Question

Given the value of Rydberg constant is, ${{10}^{7}}{{m}^{-1}}$the waves number of the last line of the Balmer series in hydrogen spectrum will be:
(A). $0.025$×${{10}^{4}}{{m}^{-1}}$
(B). 0.5×${{10}^{7}}{{m}^{-1}}$
(C). 0.25×${{10}^{7}}{{m}^{-1}}$
(D). 2.5×${{10}^{7}}{{m}^{-1}}$

Answer 1

Hint: Reciprocal of wavelength is wave number. Wave number gives number of lines per distance. The Hydrogen spectrum has four series. Namely: Lyman series, Balmer series, Paschen series, Brackett series, Pfund series. Use the formula of wave number.

Complete step by step answer:
We know that the Balmer series is the second line of the hydrogen spectrum.
So we have formula of wave number:
\[\overline{\nu }=\dfrac{1}{\lambda }=R{{Z}^{2}}(\dfrac{1}{n_{2}^{1}}-\dfrac{1}{n_{2}^{2}})\] --------(1)
Where,
$\overline{\nu }$ = wave number
$\lambda $ = wavelength
R = Rydberg constant
Z = Atomic number
${{n}_{1}}$=First transition state
\[{{n}_{2}}\]= next transition state
Given that it is a Balmer series. Therefore in Balmer series:
${{n}_{1}}=2$ and \[{{n}_{2}}=\text{ }infinity\text{ }(\infty )\]
R = Rydberg constant = ${{10}^{-7}}$
It is a hydrogen atom, therefore the atomic number must be equal to one.
Z = 1
Put value of \[R,Z,{{n}_{1}},{{n}_{2}}\] in equation (1)
We get,
\[\overline{\nu }=\dfrac{1}{\lambda }={{10}^{7}}\times {{1}^{2}}(\dfrac{1}{{{2}^{2}}}-\dfrac{1}{{{\infty }^{2}}})\]
\[\begin{align}
  & \overline{\nu }={{10}^{7}}\times {{1}^{2}}(\dfrac{1}{4}-0) \\
 & \overline{\nu }={{10}^{7}}\times {{1}^{2}}(0.25) \\
 & \overline{\nu }=0.25\times {{10}^{7}}{{m}^{-1}} \\
\end{align}\]
Therefore the wave number is \[\overline{\nu }=0.25\times {{10}^{7}}{{m}^{-1}}\]

Hence option (C) is correct.

Note: Students need to understand the terms given in the formula of wave number.

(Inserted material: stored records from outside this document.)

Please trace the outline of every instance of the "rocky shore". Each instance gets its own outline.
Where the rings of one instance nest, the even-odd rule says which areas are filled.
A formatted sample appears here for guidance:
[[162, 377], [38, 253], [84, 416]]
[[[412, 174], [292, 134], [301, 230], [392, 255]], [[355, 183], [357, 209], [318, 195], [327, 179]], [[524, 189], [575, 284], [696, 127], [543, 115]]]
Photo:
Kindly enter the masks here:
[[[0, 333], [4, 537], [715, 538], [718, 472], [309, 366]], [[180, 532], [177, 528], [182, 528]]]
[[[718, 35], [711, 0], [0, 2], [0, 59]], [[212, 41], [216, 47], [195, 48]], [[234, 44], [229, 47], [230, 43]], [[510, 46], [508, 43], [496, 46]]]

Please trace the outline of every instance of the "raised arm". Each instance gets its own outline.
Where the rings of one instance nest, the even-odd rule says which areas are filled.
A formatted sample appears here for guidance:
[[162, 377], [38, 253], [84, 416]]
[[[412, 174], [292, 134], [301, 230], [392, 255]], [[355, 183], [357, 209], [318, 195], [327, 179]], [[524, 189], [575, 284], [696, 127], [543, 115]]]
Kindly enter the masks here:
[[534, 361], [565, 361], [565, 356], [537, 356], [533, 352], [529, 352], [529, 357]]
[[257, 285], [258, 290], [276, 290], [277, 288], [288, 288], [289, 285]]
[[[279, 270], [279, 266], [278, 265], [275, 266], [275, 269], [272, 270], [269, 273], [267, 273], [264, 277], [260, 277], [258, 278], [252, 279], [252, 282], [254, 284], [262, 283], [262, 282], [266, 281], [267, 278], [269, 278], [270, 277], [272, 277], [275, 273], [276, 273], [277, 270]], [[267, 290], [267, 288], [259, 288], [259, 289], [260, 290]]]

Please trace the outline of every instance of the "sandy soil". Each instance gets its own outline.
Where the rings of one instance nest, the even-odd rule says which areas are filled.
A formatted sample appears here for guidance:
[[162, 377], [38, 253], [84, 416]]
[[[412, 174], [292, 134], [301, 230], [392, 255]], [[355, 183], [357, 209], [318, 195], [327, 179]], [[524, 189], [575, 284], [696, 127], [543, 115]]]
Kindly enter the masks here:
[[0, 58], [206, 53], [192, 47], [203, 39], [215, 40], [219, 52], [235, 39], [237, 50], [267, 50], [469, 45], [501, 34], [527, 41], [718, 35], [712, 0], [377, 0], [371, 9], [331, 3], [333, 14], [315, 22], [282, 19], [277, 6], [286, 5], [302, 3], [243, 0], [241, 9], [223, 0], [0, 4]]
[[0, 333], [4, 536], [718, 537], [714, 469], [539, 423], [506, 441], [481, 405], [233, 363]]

Once you will understand terms and derivation in formula, students will be able to learn this formula. Do not get confused between the first line of the Balmer series and the last line of the Balmer series. Value of reciprocal of infinity is zero always. Bohr’s proposed atomic model, which satisfactorily explained the stability of atoms of atomic structure and hydrogen line spectra.